Aymora havia dito a Elia que haveria pessoas sentadas do lado de fora das colunas do espaço de alimentação, e algumas em pé, apenas para testemunhar esta noite.
A adrenalina disparou por ela novamente, e suas mãos começaram a tremer enquanto Gahrye continuava.
“Reunimo-nos esta noite para o primeiro Festival dos Corações. Uma tradição iniciada por nossa nova Rainha, esta é uma noite para perdão e entendimento. Uma noite para os corações se curarem, e as mentes encontrarem sintonia. Anima! Levantem-se e reconheçam sua Rainha!”
Era o primeiro teste da noite, Aymora a havia alertado. O reconhecimento era apenas uma pequena concessão — e era tradição que alguns poucos Anima fortes permanecessem sentados para isso, para anunciar seu desejo de serem convencidos. Mas Behryn e os guardas estariam observando de perto qualquer dissidência direta entre o povo — aqueles que encaravam com desafio, ou cujos cheiros indicavam raiva ou vingança.
No pior dos casos, se a maioria do povo se recusasse a levantar, os guardas estavam preparados para proteger Reth & Elia de um possível ataque. Porque, como Aymora deixou muito claro, a Anima como um grupo rapidamente se voltaria contra um governante fraco.
Para alívio de Elia, quase todos se levantaram, embora alguns lentamente e sem sorrir. Havia apenas pequenos grupos que ela podia ver daqueles, fortes em suas tribos, ou mais velhos, que mantiveram seus assentos e a observavam atentamente. Mas ela já havia sido avisada de que esperasse por isso. Seu trabalho essa noite era convencer essas pessoas de que ela era por eles. Os outros de suas tribos seguiriam se estes ficassem de pé em reconhecimento no final.
“A partir deste dia,” Gahrye continuou, sua voz ecoando pelo mercado, “o Festival dos Corações será celebrado todos os anos, uma oportunidade para aqueles que ofenderam ou falharam com suas tribos de fazerem as pazes. Esta noite, a sua Rainha pede por sua audiência. Anima, vocês a recebem?”

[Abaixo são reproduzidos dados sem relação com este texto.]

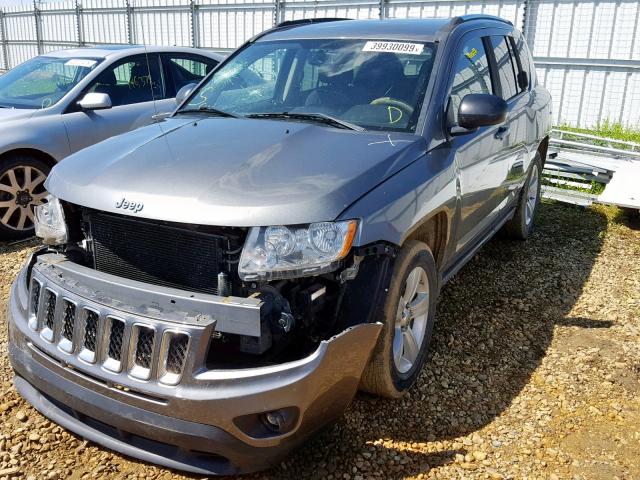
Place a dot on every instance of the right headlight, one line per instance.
(49, 222)
(293, 251)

Elia soltou o ar quando todos de pé seguiram Gahrye em um estrondoso rugido de som — alguns até se curvaram, o que tocou o coração de Elia, embora ela suspeitasse que a mostra de aliança era direcionada com firmeza a Reth, em vez de a ela própria.
Ela olhou para Reth, cujo queixo estava baixo, seus olhos ferozes e vasculhando seu povo, marcando aqueles grupos, ela acreditava. Ela quase podia vê-lo fazendo uma lista mental daqueles que não haviam se levantado, que não rugiram, nem chamaram ou choraram em resposta.

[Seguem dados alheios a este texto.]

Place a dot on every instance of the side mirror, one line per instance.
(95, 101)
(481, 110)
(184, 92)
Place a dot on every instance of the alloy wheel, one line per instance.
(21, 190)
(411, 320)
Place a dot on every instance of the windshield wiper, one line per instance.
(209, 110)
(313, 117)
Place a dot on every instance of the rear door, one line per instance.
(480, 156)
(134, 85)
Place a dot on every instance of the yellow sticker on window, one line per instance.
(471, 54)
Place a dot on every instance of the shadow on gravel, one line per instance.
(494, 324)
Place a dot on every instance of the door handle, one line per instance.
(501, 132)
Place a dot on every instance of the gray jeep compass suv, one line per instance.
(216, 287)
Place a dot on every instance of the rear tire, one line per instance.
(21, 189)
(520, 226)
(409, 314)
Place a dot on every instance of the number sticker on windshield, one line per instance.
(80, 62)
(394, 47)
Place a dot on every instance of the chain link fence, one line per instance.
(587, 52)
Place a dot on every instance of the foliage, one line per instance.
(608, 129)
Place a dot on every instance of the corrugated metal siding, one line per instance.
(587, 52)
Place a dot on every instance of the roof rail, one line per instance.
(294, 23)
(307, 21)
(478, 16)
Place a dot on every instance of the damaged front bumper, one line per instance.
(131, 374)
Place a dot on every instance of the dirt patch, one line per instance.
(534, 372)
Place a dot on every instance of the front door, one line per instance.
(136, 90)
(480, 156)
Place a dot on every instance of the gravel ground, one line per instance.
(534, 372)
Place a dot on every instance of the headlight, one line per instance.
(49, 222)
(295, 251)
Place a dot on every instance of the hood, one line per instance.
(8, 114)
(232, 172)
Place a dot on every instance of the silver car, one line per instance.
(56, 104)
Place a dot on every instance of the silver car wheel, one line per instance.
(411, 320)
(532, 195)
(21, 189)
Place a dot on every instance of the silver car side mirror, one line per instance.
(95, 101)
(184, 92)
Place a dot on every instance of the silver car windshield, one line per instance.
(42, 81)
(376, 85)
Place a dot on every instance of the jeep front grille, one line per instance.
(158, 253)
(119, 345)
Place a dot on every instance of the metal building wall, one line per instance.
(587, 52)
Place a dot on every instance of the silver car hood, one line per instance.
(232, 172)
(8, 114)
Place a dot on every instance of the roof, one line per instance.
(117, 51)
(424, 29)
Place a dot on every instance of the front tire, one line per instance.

Quando ele se tensionou, ela colocou uma mão em seu braço. Ele tinha que deixá-la se defender sozinha esta noite.
Ele não olhou para ela, mas colocou sua outra mão sobre a dela em seu braço e apertou. Seus olhos se encheram e ela engoliu. Ela não podia se distrair amando-o nesse momento, mas jurou a si mesma que se lembraria disso mais tarde e lhe agradeceria. Mais de uma vez. Mas por enquanto…

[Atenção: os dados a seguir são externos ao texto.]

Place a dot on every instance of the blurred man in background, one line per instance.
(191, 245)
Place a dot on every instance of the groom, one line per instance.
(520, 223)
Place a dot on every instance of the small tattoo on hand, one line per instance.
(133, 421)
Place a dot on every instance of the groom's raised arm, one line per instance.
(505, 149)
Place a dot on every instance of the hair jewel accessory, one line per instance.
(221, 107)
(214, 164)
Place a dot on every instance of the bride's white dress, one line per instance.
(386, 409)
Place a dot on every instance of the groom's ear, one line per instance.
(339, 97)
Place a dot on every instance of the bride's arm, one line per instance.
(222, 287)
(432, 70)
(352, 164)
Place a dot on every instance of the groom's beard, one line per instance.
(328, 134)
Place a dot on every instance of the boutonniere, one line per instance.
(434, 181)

Seu coração pulsava contra suas costelas enquanto Gahrye se virava para ela e se curvava. “Rainha Elia, o povo de Anima a recebe.”
Ela empurrou sua cadeira para trás e levantou-se, engoliu seco quando Reth passou a mão rapidamente pela parte de trás de sua perna — para lembrá-la de seu amor, ela sabia. Então, com os ombros para trás, olhos erguidos e queixo baixo, ela caminhou ao redor da mesa para ficar na frente do palco e encarar seu povo.
Todos os olhos estavam nela — na maioria curiosos, alguns desconfiados, muitos pareciam simplesmente… pacientes. Como se reservassem julgamento. Mantendo suas mãos ao lado do corpo, Elia tomou uma respiração profunda e começou, rezando para que eles vissem seu coração, e não se deixassem levar por boatos ou preconceitos.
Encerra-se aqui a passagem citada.